“For years, Hart believed that the abuse he suffered “had stolen all of me,” but a profound experience taught him otherwise. It was a Wednesday night meeting of a men’s Survivors of Incest Anonymous group. It was during the Easter season. The spiritual, “He Would Not Come Down From the Cross Just to Save Himself,” was resonating in his mind, and for days it had haunted Hart. He took a break from the meeting and went into the men’s room. In the mirror Hart saw a vision: a cross, and a man on the cross, and the spiritual playing over and over in his mind. And then the man on the cross morphed into a four year old child, the same age as Hart was when the sexual abuse that scarred his childhood began. And in the instant of that vision Hart understood that the abuse had not stolen all of him; that a spirit had always been there, a part of him, protecting and guiding him. Decades later, as he recounts this, Hart is filled with emotion, the meaning of that vision still deeply resonant.
Guided by that spirit, and relying on his inner strength and intelligence, Hart has successfully navigated these challenging waters. He is a man who suffered childhood sexual abuse and adult rape in a world struggling to accept that men too are sexually assaulted. Hart is a black man living in a country that still struggles to acknowledge the profound depth of its long history of racism.

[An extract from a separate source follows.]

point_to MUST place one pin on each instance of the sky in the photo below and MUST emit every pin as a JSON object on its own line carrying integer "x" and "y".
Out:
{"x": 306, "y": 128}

Today, he is an attorney, a professional actor, a poet, and the CEO and co-founder of Hart Learning Group, an executive coaching and corporate consulting firm.
He first spoke publicly about his sexual abuse on BET’s Our Voices, and stood with 200 other male survivors in the final season of the Oprah Winfrey Show. Hart continues to speak, and shares his “poetry with a purpose,” with groups and conferences around the country.”